Elle s’élança ; la porte n’était pas verrouillée, comme d’habitude. La salle d’eau était maculée de sang, deux corps sans vie flottaient dans le bassin à l’eau rougie. Il y avait d’autres corps dans l’espace végétalisé qui formait le cœur du domaine, tués à l’arme blanche ; au moins cinq. L’esprit de Kyoshi enregistra machinalement la scène, tentant d’ignorer les relents mentaux d’horreur et de souffrance et se dirigeant avec les dernières traces de vie.

Elle finit par trouver le survivant – entre-temps, la deuxième trace de vie s’était éteinte et elle avait lutté pour ne pas vomir sous le choc – caché dans les fourrés. Il avait une énorme entaille au crâne, qui avait abondamment saigné jusqu’à couvrir son visage et son torse de sang ; son esprit flottait à la limite de la conscience. Quand il sentit le contact de Kyoshi, il l’empoigna et, dans un dernier effort, il lui envoya une image mentale.

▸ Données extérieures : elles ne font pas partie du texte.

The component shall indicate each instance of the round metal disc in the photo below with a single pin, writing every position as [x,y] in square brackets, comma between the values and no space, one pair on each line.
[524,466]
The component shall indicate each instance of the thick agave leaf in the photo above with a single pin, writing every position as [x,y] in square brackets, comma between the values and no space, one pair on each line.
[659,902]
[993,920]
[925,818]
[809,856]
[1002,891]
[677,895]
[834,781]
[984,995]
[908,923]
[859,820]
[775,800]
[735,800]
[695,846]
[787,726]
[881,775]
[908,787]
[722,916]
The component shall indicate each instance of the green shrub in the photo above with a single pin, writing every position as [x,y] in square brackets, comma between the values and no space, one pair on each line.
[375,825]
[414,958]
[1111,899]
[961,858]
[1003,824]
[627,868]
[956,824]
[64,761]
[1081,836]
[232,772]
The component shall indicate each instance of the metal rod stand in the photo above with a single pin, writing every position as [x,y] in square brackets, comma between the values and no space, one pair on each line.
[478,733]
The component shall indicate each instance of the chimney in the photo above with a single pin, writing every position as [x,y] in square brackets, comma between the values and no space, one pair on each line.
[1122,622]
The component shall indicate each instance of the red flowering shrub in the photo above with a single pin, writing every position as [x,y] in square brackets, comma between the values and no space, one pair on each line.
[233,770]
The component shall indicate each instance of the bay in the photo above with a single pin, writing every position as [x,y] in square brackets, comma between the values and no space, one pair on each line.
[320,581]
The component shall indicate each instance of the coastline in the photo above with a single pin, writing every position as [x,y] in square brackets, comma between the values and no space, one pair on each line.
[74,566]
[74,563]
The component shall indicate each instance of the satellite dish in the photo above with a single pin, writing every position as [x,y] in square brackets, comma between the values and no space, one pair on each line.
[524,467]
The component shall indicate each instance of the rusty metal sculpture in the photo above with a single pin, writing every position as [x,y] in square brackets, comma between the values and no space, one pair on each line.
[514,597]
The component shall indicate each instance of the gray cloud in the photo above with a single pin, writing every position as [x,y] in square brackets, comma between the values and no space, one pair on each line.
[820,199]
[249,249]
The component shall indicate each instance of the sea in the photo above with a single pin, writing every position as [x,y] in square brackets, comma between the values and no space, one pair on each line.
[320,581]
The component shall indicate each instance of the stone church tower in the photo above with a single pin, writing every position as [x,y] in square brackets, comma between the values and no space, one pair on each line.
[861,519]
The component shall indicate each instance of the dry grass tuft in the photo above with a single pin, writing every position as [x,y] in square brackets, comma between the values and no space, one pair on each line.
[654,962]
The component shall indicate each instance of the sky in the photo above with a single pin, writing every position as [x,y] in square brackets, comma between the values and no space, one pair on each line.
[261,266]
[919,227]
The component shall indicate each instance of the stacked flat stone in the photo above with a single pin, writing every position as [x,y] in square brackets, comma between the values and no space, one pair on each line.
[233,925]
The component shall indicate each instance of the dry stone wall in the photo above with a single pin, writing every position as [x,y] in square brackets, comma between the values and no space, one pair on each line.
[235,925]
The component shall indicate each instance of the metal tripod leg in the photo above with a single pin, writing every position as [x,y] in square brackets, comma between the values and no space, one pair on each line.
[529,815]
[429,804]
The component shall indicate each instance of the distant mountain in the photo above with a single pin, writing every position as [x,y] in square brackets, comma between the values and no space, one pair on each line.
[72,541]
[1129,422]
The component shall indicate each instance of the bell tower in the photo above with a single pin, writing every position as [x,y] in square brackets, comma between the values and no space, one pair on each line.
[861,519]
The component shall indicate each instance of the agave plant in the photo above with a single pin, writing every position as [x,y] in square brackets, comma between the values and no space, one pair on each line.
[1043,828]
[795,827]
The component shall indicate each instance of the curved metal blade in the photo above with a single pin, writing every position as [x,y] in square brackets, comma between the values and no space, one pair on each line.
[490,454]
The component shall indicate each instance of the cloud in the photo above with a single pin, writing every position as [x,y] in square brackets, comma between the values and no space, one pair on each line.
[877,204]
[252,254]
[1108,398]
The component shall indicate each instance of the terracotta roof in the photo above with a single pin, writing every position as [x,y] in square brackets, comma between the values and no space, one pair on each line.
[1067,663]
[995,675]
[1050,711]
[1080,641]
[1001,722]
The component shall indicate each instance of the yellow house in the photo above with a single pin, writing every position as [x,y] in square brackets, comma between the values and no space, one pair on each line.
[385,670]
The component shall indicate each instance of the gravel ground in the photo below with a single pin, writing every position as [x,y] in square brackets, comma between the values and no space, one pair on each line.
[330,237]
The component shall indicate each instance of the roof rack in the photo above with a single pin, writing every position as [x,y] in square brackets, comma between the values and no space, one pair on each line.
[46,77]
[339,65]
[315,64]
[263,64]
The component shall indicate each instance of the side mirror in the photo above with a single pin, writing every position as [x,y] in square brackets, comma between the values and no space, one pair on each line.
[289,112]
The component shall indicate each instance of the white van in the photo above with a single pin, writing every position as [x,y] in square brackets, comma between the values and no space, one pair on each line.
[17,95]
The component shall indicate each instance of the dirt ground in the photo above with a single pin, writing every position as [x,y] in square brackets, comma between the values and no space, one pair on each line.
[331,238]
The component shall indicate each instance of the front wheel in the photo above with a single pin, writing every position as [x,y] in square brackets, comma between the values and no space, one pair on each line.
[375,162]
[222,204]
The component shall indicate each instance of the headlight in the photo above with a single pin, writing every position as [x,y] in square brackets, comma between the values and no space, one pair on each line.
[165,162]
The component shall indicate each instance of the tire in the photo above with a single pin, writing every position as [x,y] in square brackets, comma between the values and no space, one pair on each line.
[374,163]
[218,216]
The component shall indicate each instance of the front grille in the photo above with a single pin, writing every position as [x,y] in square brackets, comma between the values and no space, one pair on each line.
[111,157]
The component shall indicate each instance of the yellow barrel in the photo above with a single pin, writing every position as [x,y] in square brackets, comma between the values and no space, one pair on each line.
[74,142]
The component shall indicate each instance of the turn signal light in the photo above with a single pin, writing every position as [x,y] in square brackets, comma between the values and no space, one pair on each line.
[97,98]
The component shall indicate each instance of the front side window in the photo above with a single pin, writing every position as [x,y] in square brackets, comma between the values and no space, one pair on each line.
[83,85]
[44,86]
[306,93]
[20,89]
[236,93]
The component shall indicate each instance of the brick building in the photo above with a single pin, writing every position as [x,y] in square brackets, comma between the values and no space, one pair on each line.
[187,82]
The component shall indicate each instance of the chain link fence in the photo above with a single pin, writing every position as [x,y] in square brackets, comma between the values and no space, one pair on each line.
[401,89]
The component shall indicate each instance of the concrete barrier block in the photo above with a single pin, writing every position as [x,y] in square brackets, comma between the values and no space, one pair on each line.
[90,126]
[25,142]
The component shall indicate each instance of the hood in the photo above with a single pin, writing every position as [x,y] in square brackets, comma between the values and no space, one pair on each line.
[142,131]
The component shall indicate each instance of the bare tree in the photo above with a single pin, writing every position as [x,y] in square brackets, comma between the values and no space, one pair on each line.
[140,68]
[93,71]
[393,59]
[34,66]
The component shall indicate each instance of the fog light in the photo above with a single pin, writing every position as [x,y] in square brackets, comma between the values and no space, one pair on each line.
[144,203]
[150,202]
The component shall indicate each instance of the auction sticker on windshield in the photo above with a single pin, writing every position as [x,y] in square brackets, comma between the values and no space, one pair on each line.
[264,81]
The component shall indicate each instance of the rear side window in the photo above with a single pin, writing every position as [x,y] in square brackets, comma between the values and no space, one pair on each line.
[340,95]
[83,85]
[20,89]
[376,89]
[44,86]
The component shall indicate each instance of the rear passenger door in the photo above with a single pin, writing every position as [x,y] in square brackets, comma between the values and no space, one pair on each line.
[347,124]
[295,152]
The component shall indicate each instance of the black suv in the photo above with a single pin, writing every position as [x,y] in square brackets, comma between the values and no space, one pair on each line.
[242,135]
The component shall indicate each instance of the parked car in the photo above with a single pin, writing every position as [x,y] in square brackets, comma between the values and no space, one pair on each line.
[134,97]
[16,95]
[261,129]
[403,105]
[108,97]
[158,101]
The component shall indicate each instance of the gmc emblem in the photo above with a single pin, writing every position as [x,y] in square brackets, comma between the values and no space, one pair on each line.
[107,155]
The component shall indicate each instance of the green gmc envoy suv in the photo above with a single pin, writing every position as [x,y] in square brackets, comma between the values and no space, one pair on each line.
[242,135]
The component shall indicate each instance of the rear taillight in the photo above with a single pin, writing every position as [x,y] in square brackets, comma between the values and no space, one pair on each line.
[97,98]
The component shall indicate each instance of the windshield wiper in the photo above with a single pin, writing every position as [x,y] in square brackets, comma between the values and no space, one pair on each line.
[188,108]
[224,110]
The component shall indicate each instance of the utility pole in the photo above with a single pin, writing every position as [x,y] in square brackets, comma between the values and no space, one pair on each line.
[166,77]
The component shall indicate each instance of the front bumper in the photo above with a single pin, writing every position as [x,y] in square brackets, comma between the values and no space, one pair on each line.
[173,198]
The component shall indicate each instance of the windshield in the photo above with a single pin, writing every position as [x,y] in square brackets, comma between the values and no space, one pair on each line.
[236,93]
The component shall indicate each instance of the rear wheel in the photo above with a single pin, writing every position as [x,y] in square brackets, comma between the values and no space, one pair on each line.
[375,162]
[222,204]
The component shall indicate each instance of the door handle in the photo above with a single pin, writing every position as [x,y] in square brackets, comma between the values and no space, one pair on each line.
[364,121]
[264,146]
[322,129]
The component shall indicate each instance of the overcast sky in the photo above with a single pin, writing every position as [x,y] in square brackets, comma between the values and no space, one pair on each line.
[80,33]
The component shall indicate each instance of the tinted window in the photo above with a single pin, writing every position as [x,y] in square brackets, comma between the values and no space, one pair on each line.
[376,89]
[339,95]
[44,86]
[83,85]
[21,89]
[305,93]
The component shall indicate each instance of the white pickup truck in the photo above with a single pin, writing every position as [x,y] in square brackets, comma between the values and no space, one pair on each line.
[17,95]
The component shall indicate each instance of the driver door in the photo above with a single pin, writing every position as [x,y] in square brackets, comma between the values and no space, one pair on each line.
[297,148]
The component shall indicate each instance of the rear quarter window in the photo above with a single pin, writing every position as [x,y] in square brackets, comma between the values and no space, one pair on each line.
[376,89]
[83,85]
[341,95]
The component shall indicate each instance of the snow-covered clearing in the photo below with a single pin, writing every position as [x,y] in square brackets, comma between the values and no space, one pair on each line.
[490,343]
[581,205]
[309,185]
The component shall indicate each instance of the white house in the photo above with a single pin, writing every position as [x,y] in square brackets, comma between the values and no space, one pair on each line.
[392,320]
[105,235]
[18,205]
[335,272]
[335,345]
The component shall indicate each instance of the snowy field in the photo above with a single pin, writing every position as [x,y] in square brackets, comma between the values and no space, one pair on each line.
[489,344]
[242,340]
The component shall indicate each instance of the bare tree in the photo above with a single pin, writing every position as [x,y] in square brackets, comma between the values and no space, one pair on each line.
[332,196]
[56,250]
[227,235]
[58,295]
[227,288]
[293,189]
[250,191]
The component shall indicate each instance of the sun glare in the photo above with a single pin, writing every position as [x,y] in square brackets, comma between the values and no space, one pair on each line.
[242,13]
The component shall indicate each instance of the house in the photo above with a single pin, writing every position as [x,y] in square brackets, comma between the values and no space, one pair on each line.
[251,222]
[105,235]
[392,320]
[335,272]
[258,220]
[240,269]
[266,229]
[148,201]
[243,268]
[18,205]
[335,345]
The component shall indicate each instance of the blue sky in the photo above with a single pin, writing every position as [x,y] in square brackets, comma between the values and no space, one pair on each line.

Les yeux de Kyoshi s’écarquillèrent.

***

Arko regarda son communicateur, Daeithil le sien. Ils étaient dans un module de transport qui devait les amener vers leur hôtel, dans la couronne de la station.

— Kyoshi a des ennuis, dit Daeithil.

— Ouais, j’ai vu. Elle t’a dit quoi comme ennuis ? Elle a précisé ?

— Non. Mais qu’a-t-elle a pu faire en moins d’une heure après avoir débarqué ? Elle n’a quand même pas fait exploser quelque chose.

C’est à ce moment que le module s’arrêta brusquement. La lumière vira au rouge et une annonce retentit :

— Attention ! Suite à une explosion dans le Rayon Indigo, tous les modules de transport sont momentanément désactivés.